Senior Associate: Todd Bryan

Todd Bryan has worked in the environmental and natural resources field for 22 years and has spent the last 10 years as a mediator, trainer and organizational consultant. Todd works with federal, state, and local agencies, tribal governments, non-profit organizations, and communities throughout the West. He specializes in developing collaborative approaches to natural resource and environmental management. He is part of an innovative training team that is helping BLM develop collaborative partnerships that integrate ecosystem management and community-based land stewardship. Todd is an adjunct assistant professor in the Graduate School of Public Affairs at the University of Colorado-Denver where he teaches courses in negotiation and conflict resolution and managing conflict and change. He has also taught negotiation and mediation courses in the School of Natural Resources & Environment at the University of Michigan, where he is a third-year doctoral student.
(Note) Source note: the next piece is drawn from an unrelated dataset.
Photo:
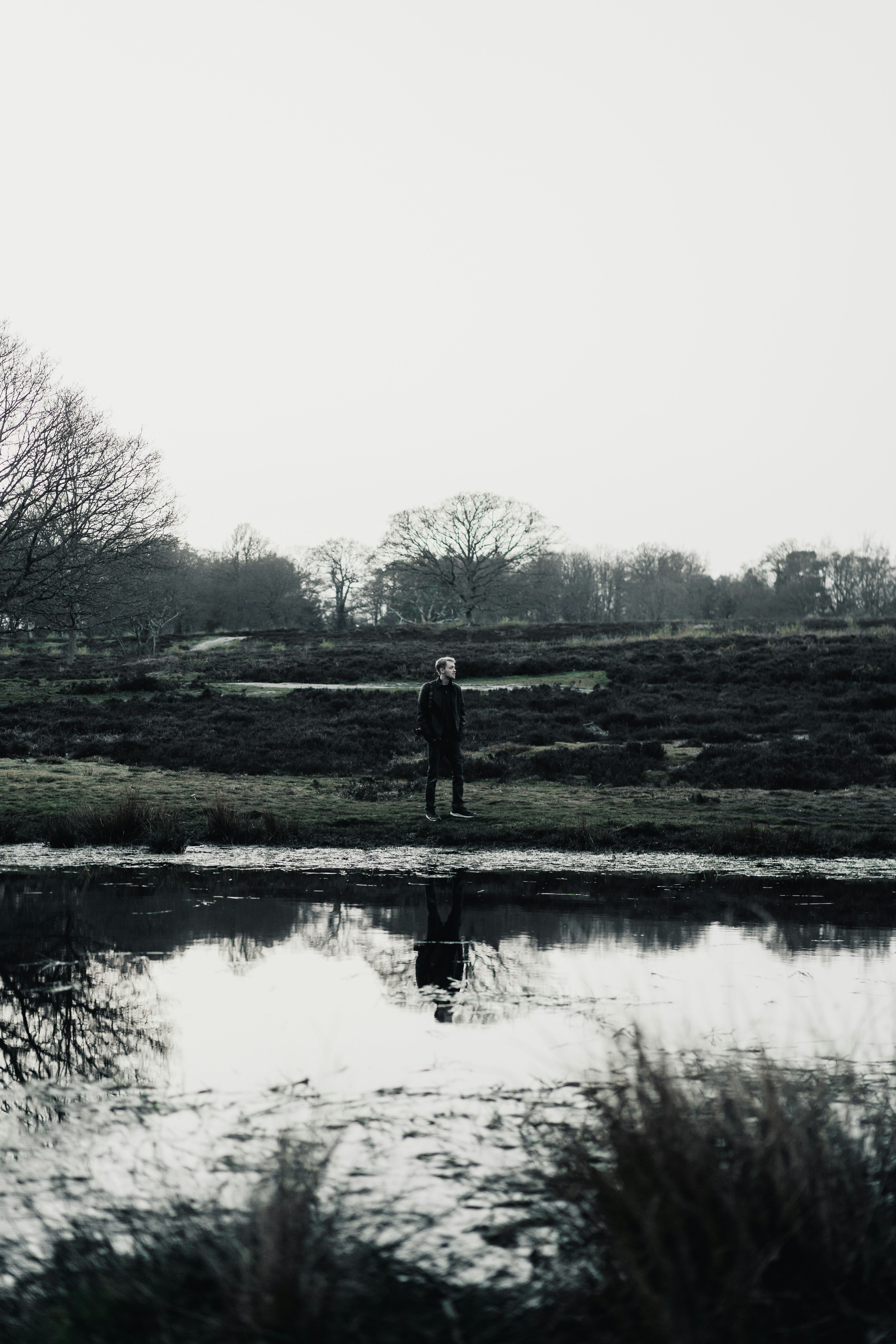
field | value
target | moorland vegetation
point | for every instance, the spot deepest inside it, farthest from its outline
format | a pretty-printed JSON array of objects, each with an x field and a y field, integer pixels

Todd's dissertation research is on the Quincy Library Group. Todd has a Master of Public Administration degree from the Kennedy School of Government at Harvard University and MS degrees in landscape architecture and water resources management from the University of Wisconsin. Todd is the principal of ASSENT, a small mediation, training, and consulting firm in Boulder, Colorado and Ann Arbor, Michigan. He is also a Senior Mediator at The Keystone Center in Colorado.
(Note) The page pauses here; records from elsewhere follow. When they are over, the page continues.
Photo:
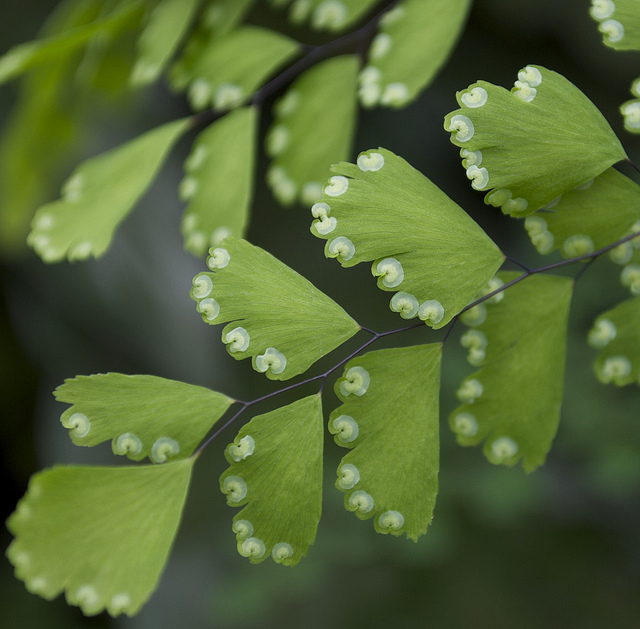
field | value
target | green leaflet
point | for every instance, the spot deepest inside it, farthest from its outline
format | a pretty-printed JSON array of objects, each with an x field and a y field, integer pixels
[
  {"x": 50, "y": 111},
  {"x": 219, "y": 181},
  {"x": 421, "y": 243},
  {"x": 631, "y": 109},
  {"x": 314, "y": 125},
  {"x": 99, "y": 195},
  {"x": 167, "y": 25},
  {"x": 219, "y": 18},
  {"x": 276, "y": 316},
  {"x": 23, "y": 57},
  {"x": 520, "y": 146},
  {"x": 330, "y": 15},
  {"x": 102, "y": 535},
  {"x": 619, "y": 23},
  {"x": 580, "y": 221},
  {"x": 389, "y": 417},
  {"x": 144, "y": 416},
  {"x": 616, "y": 333},
  {"x": 256, "y": 53},
  {"x": 513, "y": 402},
  {"x": 414, "y": 41},
  {"x": 275, "y": 473}
]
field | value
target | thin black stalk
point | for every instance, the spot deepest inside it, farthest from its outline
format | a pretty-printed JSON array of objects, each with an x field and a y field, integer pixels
[{"x": 375, "y": 336}]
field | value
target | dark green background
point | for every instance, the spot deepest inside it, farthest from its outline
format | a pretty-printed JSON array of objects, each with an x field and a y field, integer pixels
[{"x": 558, "y": 548}]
Senior Associate: Sarah McKearnan

Sarah McKearnan received her undergraduate degree in government from Harvard University. She has spent eight years working as a professional facilitator and trainer in the environmental field. She is currently a research associate at the University of Michigan's School of Natural Resources & Environment focusing on eco-regional planning and decision making for recovery of the Pacific salmon, working with Seattle's endangered species recovery team. Sarah is completing a dual master's degree program in the Schools of Natural Resources and Environment and Public Policy. Before returning to graduate school, Sarah was a Senior Associate at Consensus Building Institute, a nonprofit organization in Massachusetts that provides mediation and facilitation services to public agencies, nonprofit organizations and industries in the United States and abroad. While at CBI, Sarah facilitated multiparty dialogues on land use, facility siting and other environmental and public policy issues. She served on the faculty of the International Programme on the Management of Sustainability, and coordinated the design of programs to train the staffs of public agencies and non-profits in consensus-building skills. She was the editor of Consensus magazine for four years; and is co-author (with Lawrence Susskind and Jennifer Thomas-Larmer) of the Consensus Building Handbook: A Comprehensive Guide to Reaching Agreement (Sage Publications, 1999).